The bus pulled away before she had time to change her mind.
For a moment, she stood there with her bag hanging from one shoulder, watching the red taillights disappear around the corner.
The street was quieter than she expected.
No traffic. Just the soft hum of a vending machine outside the closed convenience store and the rustle of wind pushing dry leaves along the sidewalk.
So this was it.
She checked the paper in her hand again even though she had already memorized the address. Same numbers. Same street name.
The building was right in front of her, three stories tall with peeling paint and a flickering light above the door. It looked smaller than it had in the photos.
She took a slow breath and stepped forward.
The door creaked when she pushed it open. Inside, the hallway smelled like old carpet and something faintly sweet, maybe laundry soap. Somewhere upstairs a television was playing, the muffled voices drifting through the ceiling.
Apartment 3B.
Her footsteps echoed as she climbed the stairs. Halfway up, she paused, not because she was tired, but because the moment suddenly felt heavier than the suitcase in her hand.
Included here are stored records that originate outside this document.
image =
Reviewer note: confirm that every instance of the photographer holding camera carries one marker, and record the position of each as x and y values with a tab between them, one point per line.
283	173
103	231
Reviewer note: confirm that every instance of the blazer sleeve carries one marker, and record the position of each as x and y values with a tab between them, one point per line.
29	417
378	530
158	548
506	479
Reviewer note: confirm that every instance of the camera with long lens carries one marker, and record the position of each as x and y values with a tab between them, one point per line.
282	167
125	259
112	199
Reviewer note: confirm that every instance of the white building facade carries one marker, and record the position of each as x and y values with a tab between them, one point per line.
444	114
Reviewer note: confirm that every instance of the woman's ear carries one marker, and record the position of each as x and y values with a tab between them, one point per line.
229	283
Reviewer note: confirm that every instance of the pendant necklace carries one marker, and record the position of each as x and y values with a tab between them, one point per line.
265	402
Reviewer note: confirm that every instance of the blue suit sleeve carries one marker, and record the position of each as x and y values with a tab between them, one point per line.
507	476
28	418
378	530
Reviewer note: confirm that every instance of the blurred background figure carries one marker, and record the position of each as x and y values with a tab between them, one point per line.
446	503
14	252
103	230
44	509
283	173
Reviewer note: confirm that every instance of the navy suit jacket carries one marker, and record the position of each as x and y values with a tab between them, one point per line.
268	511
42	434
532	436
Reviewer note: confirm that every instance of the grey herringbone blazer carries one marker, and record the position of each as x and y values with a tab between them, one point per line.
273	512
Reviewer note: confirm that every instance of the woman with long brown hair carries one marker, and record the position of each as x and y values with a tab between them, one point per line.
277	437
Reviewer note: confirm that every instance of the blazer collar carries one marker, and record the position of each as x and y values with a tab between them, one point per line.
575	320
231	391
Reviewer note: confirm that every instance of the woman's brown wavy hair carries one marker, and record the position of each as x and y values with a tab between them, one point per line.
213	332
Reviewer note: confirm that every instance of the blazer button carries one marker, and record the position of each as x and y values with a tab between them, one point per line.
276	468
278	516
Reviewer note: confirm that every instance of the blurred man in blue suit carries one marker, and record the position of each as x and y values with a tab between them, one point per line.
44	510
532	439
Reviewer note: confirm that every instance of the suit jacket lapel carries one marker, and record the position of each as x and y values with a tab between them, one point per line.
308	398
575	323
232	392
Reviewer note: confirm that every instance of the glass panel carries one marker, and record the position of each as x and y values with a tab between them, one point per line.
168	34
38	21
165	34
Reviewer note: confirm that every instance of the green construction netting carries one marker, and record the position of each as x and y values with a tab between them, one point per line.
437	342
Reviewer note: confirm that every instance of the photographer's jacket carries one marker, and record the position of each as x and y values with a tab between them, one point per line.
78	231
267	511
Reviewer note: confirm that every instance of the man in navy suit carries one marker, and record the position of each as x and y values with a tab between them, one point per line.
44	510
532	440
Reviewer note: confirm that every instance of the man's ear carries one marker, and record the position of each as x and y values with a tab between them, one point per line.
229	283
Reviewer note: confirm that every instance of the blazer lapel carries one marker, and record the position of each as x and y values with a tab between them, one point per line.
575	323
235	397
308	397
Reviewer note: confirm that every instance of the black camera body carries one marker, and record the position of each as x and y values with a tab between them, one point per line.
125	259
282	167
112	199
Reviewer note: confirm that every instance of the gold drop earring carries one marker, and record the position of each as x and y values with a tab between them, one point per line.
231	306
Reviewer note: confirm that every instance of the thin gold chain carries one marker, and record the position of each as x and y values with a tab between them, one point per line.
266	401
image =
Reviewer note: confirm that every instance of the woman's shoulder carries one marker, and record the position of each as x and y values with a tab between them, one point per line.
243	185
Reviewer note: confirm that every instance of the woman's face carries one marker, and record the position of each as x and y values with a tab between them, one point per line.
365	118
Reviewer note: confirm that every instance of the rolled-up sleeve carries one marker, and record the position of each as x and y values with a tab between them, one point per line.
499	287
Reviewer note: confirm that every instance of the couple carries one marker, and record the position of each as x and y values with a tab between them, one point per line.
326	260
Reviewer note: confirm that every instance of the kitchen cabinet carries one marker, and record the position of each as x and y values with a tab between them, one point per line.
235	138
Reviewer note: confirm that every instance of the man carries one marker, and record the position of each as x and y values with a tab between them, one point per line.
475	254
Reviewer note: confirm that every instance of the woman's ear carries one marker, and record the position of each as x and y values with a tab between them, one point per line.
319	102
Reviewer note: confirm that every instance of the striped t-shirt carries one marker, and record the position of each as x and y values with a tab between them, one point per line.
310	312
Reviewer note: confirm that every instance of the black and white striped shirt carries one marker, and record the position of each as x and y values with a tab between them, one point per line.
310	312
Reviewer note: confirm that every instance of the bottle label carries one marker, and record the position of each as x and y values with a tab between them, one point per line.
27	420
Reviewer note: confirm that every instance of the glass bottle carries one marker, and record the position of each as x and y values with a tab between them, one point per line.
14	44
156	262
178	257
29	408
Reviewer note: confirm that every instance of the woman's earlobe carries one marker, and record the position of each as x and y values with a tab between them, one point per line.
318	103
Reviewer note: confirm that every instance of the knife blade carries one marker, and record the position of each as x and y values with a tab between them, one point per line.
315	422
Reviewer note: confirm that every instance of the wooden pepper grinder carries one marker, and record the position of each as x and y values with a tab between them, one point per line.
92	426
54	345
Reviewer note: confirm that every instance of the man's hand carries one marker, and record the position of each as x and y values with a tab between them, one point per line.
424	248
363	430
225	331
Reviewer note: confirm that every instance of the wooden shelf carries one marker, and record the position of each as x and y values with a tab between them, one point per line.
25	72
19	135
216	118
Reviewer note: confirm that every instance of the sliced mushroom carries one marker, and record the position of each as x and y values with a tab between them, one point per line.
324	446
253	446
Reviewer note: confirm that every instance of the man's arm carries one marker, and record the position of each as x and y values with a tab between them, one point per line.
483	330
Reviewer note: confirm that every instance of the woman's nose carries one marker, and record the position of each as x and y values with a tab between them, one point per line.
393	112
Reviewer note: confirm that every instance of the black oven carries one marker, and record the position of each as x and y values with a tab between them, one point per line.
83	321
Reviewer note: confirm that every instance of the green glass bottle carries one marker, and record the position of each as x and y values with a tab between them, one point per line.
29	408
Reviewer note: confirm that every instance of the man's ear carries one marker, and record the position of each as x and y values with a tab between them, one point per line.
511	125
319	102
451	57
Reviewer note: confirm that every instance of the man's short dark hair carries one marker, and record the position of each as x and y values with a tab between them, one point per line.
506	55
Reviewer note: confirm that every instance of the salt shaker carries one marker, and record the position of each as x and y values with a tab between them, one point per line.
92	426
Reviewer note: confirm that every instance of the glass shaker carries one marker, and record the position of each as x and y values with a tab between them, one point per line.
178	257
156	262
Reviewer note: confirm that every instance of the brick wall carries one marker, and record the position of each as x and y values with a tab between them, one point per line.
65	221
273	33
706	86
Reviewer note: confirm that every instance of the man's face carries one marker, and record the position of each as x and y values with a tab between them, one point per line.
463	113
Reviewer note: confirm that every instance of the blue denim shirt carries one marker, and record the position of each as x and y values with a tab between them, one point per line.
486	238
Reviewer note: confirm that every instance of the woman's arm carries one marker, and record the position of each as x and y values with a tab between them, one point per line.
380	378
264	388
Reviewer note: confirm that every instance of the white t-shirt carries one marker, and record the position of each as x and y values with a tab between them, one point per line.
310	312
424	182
First time here, she thought.
No one here knew her old address. No one knew the version of her who used to live there either.
At the top of the stairs, she found the door with the brass numbers- 3B.
She stood there a while.
Then she knocked, even though she had the key in her pocket.
The knock sounded louder than she expected.
For a second, she wondered if anyone inside might answer out of habit. A neighbor, maybe. Someone who used to live here.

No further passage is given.